Leichtathletik TV 01
Erik Balnuweit: Hürdensprinter des TV Wattenscheid 01 ist Staffel-Weltmeister
Medaillen hat er gesammelt wie andere Leute Briefmarken oder Corona-Schutzmasken. Nur auf internationalem Parkett ist er bislang bestenfalls daran vorbeigeschrammt. Bis jetzt, bis zum 1. Mai 2021. Da holte der Wattenscheider Hürdensprinter Erik Balnuweit bei der Staffel-Weltmeisterschaft im schlesischen Chorzów Gold für Deutschland.
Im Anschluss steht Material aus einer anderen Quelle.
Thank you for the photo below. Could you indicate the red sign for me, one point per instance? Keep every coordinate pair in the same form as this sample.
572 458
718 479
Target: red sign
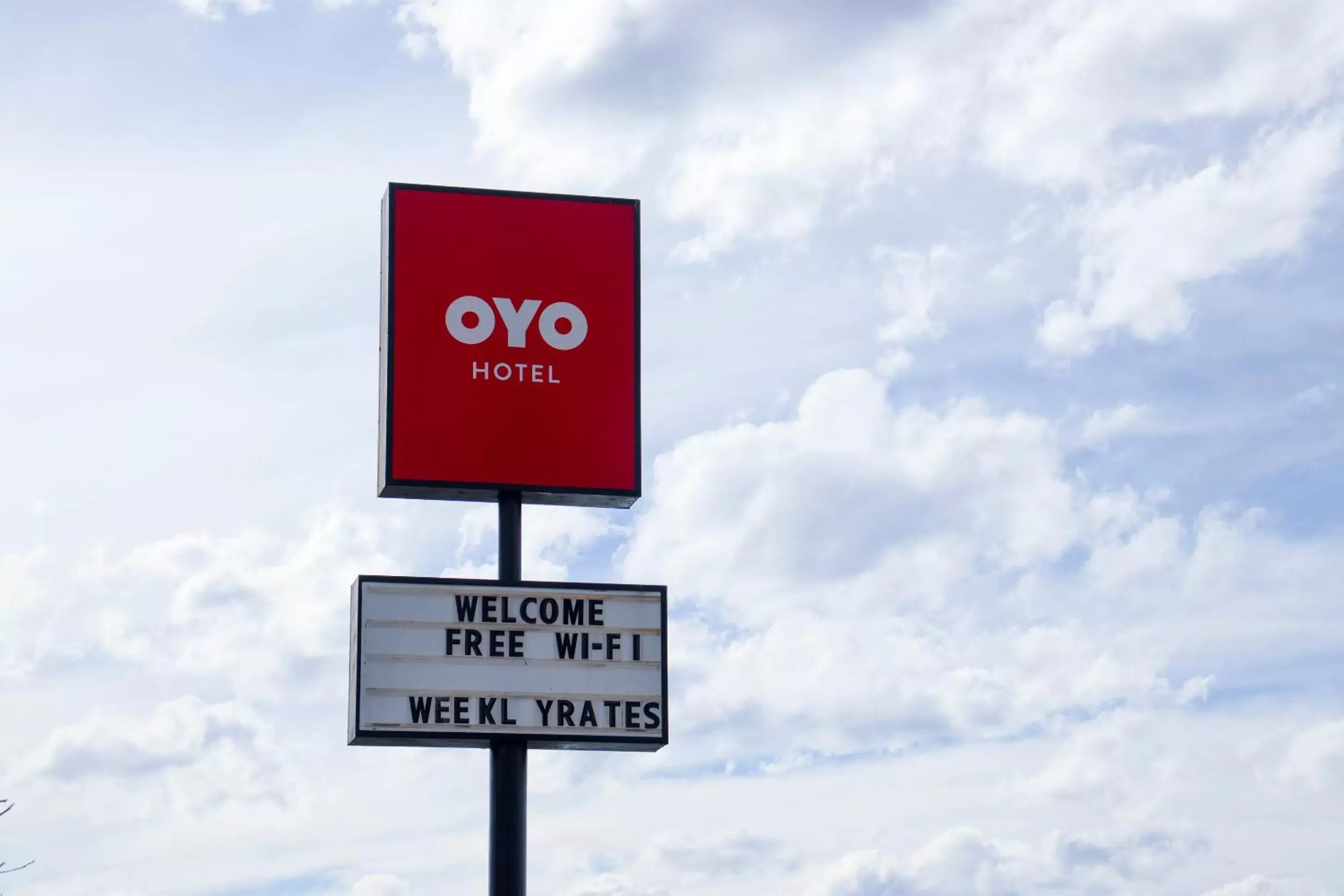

Mit dem Sieg nicht gerechnet
Diese Disziplin muss man erklären, denn bei den klassischen Leichtathletik-Meisterschaften wird der Fernsehzuschauer sie vergeblich suchen, diese Staffel im „Mixed Shuttle“ über die Hürden. Und das geht dann so: zwei Frauen, zwei Männer, kein Staffelstab – und das wird nicht auf der Rundbahn absolviert, sondern auf der 100-Meter-Bahn. Die Zeit von 56,53 Sekunden brachte dem deutschen Quartett einen Sieg vor Polen und Kenia plus vier Goldmedaillen. Und mittendrin: Wattenscheids Balnuweit, mit 32 Jahren im Spätherbst seiner Karriere. „Es war definitiv mein emotionalster Moment im Sport“, sagt er, „und dementsprechend wurden auch ein paar Tränen verdrückt. Es war einfach ein überwältigendes Gefühl, da mit der Deutschlandfahne zu stehen.“ Gerechnet hatte er nicht mit dem Sieg: „Die Polen waren stärker einzuschätzen, aber wir haben das im Team super gelöst und alles in die Waagschale geworfen. Wenn mir jemand vor drei Monaten gesagt hätte, dass wir Weltmeister werden, hätte ich geantwortet: Mach das Märchenbuch zu!“
Persönliches Ziel ist erreicht
Die Tränen im Stadion von Chorzów sind anderen Emotionen gewichen. „In den Tagen nach dem Titelgewinn habe ich mich dabei ertappt, wie ich einfach anfange zu lachen. Oder ich sitze mit einem breiten Grinsen auf dem Sofa“, erzählt der amtierende Deutsche Hallenmeister vom TV 01. „Mein Ziel war immer eine internationale Medaille, aber es hat bisher nicht geklappt.“ Und dann ist man auf einmal Weltmeister. Was kann danach noch kommen?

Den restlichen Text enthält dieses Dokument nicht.